Carlos do Carmo, com autoridade de militante das esquerdas e reconhecido pelo público como artista de eleição, renovou os públicos do fado que hoje é um género cultivado pelos mais novos. Essa militância de Carlos do Carmo pelo fado também mobilizou novos compositores e poetas, que ele encorajou e acarinhou, também novos intérpretes, foi assim que surgiram e estão a impor-se os fadistas das novas gerações, Carminho, Ana Moura, Camané, António Zambujo, Mafalda Arnauth, Marisa, Mísia, Ricardo Ribeiro, Cuca Roseta, Kátia Guerreiro, tantos.
A militância de Carlos do Carmo pelo fado também foi determinante para levar a UNESCO a reconhecer o fado como património imaterial da humanidade.
É com este espírito que Carlos do Carmo sonhou e concretizou o Museu do Fado, no sopé da colina do carismático bairro lisboeta de Alfama, como memória da história do fado e, ao mesmo tempo uma verdadeira escola de fadistas para o futuro.
Carlos do Carmo tinha-se despedido dos palcos a 19 de Novembro de 2019, com um concerto, com a ampla sala a abarrotar, no Coliseu dos Recreios, em Lisboa, no mesmo dia em foi condecorado pelo primeiro-ministro António Costa com a Medalha de Mérito Cultural pelo seu “inestimável contributo” para a música portuguesa.

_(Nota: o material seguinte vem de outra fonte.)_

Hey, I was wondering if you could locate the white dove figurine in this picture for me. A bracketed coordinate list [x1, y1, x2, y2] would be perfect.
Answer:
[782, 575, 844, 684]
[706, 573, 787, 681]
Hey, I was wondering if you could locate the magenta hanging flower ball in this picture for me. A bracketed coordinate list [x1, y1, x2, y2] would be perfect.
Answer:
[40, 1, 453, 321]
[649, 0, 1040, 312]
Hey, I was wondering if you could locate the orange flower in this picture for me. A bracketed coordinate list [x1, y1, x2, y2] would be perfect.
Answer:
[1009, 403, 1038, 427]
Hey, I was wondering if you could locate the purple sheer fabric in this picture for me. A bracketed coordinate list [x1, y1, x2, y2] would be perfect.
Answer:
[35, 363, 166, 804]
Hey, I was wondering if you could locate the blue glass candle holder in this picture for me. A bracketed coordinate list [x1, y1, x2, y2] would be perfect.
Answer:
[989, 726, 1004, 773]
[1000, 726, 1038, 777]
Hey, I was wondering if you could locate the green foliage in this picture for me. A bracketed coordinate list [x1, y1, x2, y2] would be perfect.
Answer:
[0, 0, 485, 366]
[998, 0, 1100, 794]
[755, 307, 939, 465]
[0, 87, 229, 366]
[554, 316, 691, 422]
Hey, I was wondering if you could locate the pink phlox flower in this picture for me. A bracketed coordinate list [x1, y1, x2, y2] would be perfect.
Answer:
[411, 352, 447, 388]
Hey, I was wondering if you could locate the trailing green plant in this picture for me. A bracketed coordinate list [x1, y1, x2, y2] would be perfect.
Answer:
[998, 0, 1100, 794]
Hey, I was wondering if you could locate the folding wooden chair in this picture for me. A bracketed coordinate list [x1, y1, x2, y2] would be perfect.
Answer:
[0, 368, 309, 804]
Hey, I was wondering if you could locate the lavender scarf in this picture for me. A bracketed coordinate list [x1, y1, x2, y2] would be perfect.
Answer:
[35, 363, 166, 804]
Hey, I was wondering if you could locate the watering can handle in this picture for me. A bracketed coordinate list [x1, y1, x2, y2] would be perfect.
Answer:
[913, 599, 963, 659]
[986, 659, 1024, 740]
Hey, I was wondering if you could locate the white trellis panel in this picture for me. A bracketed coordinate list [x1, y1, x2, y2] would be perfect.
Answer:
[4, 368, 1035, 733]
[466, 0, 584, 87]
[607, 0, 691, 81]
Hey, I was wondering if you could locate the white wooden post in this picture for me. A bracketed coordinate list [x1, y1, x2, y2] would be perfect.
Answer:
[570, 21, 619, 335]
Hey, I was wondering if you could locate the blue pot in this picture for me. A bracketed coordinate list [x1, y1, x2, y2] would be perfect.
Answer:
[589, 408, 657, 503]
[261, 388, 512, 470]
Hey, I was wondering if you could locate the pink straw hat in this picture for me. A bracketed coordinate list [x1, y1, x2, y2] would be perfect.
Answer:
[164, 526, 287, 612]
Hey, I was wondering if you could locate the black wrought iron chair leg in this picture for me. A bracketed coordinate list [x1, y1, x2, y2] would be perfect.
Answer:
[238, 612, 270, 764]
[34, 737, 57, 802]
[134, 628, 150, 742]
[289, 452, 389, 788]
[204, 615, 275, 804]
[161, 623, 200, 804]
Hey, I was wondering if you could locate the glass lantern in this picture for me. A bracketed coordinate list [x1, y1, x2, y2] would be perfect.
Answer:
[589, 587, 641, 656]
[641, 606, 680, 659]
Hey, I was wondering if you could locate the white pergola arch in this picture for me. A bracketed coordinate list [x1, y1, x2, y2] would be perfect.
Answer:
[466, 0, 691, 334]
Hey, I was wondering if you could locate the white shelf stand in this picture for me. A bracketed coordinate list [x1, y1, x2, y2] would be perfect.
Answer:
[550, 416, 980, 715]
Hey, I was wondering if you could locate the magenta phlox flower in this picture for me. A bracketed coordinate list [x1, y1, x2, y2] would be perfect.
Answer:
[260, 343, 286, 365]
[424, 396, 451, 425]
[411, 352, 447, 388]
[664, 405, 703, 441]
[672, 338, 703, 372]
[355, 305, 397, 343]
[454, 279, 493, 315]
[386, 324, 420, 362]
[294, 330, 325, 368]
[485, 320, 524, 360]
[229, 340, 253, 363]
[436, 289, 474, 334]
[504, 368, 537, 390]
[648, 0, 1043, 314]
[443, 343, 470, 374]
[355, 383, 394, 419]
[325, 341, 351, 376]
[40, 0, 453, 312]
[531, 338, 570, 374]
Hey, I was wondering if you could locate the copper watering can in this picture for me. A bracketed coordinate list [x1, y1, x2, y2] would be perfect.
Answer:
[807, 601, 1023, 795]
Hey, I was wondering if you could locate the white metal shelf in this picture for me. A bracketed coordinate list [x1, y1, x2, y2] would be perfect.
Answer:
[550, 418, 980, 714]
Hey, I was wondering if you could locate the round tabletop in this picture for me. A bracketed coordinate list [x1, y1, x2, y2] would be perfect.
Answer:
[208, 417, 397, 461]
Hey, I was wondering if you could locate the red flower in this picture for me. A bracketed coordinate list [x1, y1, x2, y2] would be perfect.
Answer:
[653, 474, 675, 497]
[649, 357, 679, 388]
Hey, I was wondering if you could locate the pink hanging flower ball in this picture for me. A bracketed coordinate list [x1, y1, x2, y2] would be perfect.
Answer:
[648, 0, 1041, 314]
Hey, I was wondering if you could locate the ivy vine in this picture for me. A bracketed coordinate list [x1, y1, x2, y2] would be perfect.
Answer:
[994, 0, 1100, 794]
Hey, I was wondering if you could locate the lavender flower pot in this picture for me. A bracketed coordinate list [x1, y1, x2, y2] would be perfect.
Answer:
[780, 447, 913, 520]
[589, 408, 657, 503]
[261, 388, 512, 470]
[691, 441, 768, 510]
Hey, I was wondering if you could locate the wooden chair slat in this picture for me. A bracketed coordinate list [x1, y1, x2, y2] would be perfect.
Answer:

Essa despedida dos palcos forçada pela degradação de saúde, com vários problemas cardiovasculares aos 80 anos de idade e 56 de carreira, não foi, contudo, uma despedida do fado, já que Carlos do Carmo continuou o seu trabalho, tendo pronto o novo disco, que irá ser editado proximamente. O título E Ainda..., sugere a ideia de tempo suplementar. Sabe-se que neste disco Carlos do Carmo canta grandes poetas portugueses:Herberto Helder, Sophia de Mello Breyner Andresen, Hélia Correia, Júlio Pomar e Jorge Palma, nomes que junta aos inúmeros poetas do seu repertório.Este E Ainda… será já, pois, um disco póstumo, mas a celebrar uma carreira de mais de meio século em palco e em cena, aplaudida em Portugal e um pouco por todo o mundo, cantou no Olympia e no Auditório Nacional, em Paris, no Le Carré, em Amesterdão, no Place des Arts, em Montreal, no Canadá, nas óperas de Frankfurt e de Wiesbaden, na Alemanha, no “Canecão”, no Rio de Janeiro, e no Memorial da América Latina, em São Paulo, no Brasil, no Royal Albert Hall, em Londres, entre tantas outras salas.
Source: José Goulão, Wikimedia CC-by-SA-2.0
Todas as canções de Carlos do Carmo são sempre marcantes. Uma delas, Menina e Moça, transformou-se em hino de Lisboa. Fica bem a Lisboa, ficará sempre bem a Lisboa este Lisboa, menina e moça. É a Garota de Ipanema lisboeta. Fica bem cantada por velhos e novos. Fica bem tocada clássica – guitarra e viola, xaile negro, voz pungente e olhos cerrados - e fica bem com arranjos de jazz, outfit avant garde e voz murmurante. É uma canção elegante. Marcante. Forte. Poderosa. E diz tanto a quem tenha crescido nas ruas da Mouraria e tenha vivido uma Lisboa fechada para o mundo como diz tanto a quem tenha acabado de aterrar na Lisboa cosmopolita que antes da COVID-19 se enchia com turistas.
Lisboa no meu amor deitada
Cidade por minhas mãos despida
Lisboa menina e moça amada
Cidade mulher da minha vida
Cidade por minhas mãos despida
Lisboa menina e moça amada
Cidade mulher da minha vida
Está decretado um dia de luto nacional para esta segunda-feira, 4, que é também o dia do seu funeral. As cerimónias fúnebres terão lugar em Lisboa, na Basílica da Estrela. O velório terá início às 9h, com missa de corpo presente pelas 14h.